Письма из заключения (1970–1972) - стр. 14
Я должен, наконец, специально остановиться на своих заметках «Еще и еще раз»[8] и «Возле закрытых дверей»[9], которые с разных сторон затрагивают важный для меня вопрос о том, что такое общественное мнение. Обе заметки – отклики на арест, а потом и на осуждение группы демонстрантов. Эти люди, как написано в заметках, выступили против произвола сильной державы и убедили меня еще раз во мнении, что истина подтверждается не массовыми собраниями, что она не может быть выведена никаким организованным количественным подсчетом.
Я хочу, чтобы меня поняли правильно. Я не ставил своей целью противопоставить интеллигентов народу, культивировать глубоко чуждое мне высокомерие. Я просто писал о том, что действия семи людей, обладающих, с одной стороны, твердым знанием существа дела и, с другой, мужеством поступать в соответствии с этим знанием и убеждением, вытекающим из него, а не применительно к обстановке, выражают действительную позицию общественности.
Герцен в статье «Концы и начала» с горечью писал об интеллигентах, «независимых в своем кабинете и благоразумных на площади», и я мог гордиться своими согражданами, которые перешагнули через эту постыдную храбрость под сурдинку. Конечно, действия Бабицкого, Богораз и др. предполагают некоторую пустынность и обреченность, но это никогда не означало неправоту. За этим стоят убеждения многих людей, которые по тем или иным причинам не могли перешагнуть через «благоразумие на площади».
Когда в той же статье Герцен писал: «За эту чечевичную похлебку (имеется в виду известная степень комфорта и безопасности) мы уступаем долю человеческого достоинства, долю сострадания к ближнему», то эти слова, на мой взгляд, были скорее чем упреком проникнуты горечью бессилия. Я отлично понимал, что действия моих знакомых были близки к самозакланию, что гораздо более невинные поступки (например, письма в государственные организации) приводили их авторов к катастрофическим последствиям.

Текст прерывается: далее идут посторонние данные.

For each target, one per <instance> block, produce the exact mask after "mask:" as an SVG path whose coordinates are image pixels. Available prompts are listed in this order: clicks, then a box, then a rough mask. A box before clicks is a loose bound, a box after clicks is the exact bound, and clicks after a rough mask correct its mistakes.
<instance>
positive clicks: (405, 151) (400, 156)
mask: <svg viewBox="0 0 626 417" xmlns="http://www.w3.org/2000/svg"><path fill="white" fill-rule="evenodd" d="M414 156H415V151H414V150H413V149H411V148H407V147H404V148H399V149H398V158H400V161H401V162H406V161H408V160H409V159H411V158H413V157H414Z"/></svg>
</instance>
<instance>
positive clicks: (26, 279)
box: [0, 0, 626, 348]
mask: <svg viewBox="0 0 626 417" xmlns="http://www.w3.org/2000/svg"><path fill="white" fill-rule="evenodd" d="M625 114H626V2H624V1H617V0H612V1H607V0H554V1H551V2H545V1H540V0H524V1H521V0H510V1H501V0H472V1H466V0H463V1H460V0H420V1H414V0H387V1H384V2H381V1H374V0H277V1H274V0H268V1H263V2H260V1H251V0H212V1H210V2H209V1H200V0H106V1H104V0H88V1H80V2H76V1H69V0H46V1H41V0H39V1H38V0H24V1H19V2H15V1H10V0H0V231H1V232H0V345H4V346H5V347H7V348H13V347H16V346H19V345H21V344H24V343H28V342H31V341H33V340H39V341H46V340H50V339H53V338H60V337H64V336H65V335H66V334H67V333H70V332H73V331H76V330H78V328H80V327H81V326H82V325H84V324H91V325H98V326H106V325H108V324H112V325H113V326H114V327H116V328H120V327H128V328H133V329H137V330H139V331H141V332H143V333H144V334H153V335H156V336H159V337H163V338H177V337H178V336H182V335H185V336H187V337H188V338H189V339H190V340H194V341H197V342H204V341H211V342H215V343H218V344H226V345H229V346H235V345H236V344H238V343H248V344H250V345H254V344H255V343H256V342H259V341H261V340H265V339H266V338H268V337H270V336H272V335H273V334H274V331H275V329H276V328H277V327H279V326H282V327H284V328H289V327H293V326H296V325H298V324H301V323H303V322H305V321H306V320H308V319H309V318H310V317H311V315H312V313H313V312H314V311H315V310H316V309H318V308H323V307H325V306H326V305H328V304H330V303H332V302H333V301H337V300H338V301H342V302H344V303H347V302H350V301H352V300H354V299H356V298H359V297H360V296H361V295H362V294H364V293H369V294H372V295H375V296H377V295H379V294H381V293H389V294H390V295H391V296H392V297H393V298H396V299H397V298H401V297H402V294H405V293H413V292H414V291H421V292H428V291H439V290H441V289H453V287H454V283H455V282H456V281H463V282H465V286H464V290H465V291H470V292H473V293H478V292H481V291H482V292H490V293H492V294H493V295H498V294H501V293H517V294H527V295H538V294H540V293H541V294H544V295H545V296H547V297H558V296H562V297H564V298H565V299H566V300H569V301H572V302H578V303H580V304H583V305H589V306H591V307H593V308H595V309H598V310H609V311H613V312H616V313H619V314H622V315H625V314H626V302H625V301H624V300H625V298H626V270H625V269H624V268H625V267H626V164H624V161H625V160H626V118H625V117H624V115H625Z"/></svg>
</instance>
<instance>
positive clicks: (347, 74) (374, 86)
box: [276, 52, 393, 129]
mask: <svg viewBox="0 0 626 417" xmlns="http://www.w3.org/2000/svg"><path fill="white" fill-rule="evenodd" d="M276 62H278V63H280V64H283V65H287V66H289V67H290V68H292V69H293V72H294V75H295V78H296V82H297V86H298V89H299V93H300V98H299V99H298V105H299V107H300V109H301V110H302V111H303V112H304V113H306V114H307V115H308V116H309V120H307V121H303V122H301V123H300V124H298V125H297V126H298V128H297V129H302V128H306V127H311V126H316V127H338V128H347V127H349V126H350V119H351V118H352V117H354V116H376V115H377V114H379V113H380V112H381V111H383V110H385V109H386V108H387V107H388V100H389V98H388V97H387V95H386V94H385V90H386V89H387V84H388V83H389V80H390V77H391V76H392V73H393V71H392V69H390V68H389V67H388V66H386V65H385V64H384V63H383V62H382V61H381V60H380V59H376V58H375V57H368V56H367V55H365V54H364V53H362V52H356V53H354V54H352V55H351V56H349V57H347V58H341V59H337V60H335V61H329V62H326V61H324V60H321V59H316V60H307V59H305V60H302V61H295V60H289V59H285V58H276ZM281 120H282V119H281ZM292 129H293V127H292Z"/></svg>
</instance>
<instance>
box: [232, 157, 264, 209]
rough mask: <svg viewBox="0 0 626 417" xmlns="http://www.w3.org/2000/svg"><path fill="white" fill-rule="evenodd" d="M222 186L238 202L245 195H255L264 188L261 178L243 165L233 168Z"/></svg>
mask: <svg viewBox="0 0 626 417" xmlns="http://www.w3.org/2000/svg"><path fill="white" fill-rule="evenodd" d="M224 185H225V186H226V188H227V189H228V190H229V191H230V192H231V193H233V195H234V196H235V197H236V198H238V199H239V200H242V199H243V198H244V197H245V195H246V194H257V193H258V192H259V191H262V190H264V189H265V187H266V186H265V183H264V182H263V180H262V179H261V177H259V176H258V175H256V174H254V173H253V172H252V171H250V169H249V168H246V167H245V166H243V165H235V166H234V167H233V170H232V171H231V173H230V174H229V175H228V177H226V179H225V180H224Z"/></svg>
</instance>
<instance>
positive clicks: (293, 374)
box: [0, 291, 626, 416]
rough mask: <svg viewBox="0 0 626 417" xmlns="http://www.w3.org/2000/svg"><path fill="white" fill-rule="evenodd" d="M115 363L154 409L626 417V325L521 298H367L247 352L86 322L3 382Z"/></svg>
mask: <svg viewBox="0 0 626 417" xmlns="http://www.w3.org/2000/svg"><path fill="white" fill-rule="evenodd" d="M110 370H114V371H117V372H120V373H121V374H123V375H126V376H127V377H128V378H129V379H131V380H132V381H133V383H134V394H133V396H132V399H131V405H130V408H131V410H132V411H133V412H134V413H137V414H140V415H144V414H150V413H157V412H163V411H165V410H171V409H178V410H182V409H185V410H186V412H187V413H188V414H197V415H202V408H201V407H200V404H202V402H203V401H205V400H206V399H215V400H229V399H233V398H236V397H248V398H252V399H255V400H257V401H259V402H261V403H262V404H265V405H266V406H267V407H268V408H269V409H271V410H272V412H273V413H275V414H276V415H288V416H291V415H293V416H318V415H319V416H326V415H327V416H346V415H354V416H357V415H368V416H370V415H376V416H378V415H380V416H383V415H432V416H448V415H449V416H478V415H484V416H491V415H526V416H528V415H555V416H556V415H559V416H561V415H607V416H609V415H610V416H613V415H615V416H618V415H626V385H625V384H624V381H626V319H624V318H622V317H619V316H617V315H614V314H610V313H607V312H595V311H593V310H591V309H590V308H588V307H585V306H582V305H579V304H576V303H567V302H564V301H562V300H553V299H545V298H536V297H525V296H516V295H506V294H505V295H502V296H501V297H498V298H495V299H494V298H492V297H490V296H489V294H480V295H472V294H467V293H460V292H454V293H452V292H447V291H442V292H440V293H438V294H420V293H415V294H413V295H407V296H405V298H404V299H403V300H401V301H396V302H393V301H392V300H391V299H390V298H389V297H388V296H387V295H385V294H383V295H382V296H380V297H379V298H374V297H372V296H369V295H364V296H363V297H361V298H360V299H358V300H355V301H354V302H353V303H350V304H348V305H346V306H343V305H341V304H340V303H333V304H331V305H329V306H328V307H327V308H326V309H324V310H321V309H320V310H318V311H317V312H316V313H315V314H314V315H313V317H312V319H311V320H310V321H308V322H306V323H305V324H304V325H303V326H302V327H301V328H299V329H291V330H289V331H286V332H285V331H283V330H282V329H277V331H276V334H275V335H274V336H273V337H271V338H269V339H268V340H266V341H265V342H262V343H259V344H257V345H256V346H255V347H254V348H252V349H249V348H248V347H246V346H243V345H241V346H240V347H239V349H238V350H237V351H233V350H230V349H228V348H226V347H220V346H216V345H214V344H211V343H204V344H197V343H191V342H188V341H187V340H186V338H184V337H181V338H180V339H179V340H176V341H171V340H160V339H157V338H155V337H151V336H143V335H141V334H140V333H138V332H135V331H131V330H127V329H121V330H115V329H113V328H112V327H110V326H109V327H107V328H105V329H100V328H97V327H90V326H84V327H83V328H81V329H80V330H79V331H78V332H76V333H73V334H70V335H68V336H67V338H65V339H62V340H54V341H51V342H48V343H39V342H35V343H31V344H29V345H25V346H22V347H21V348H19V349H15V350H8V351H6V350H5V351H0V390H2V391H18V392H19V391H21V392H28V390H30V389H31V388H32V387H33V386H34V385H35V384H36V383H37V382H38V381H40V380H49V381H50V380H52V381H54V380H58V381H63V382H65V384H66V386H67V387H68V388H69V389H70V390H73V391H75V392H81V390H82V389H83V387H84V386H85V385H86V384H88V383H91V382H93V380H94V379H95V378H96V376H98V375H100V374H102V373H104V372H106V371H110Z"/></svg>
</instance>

«Дорогой ценой приходится платить нашим согражданам за каждый шаг честной мысли», – писал я в одной из заметок, ссылаясь, в частности, на массовые увольнения людей за подписи. Приводимый с легкостью в действие известный механизм замены специалистов кантонистами прямо способствует фальсификации общественного мнения. Репрессии принуждают к немоте, и тогда успешно срабатывает ставка на неосведомленность и готовность к скоропалительным, со шпаргалками выводам. А выводы эти частенько имеют далекие последствия. У меня долго хранилась газета 1936 года. Шел в это время процесс Смирнова, Эйсмонта и др., и рабочие ряда заводов требовали смертной казни этим, ныне полностью оправданным людям. Спекуляция на слове «рабочий», «народ» и т. д. развязывает в известных случаях темную стихию классового чванства. В более или менее безобидных случаях это выражается в том, что работница швейной фабрики в 1963 году учила поэтов писать стихи так, как это делает она (газета «Веч. Москва» предоставила ей трибуну). В менее безобидных – они выступают на процессе ленинградского поэта как глас народа и говорят буквально следующее: «Мы не читали стихов такого-то поэта, но требуем сурового наказания за их содержание». Откликаясь на лживую статью, пишут, в частности, в газету: «Мы прочитали вашу статью и возмущены тем, что таким-то преступникам вынесли слишком мягкий приговор». К дежурным речам и письмам, как правило, в таких случаях примешиваются действия из откровенных хулиганских побуждений. В частности, я сообщал, что избиение одного из участников демонстрации 25 августа сопровождалось антисемитскими выкликами, что письма к Литвинову включали в свое число и безграмотную мешанину грязных подзаборных ругательств с отборной черносотенной терминологией. Так как точка зрения этих людей совпадала с общепринятой, я имел право писать о патриотизме в лучших традициях дореволюционного черносотенства. Включение этих слов в обвинительное заключение без упоминания контекста выглядит прямой диффамацией.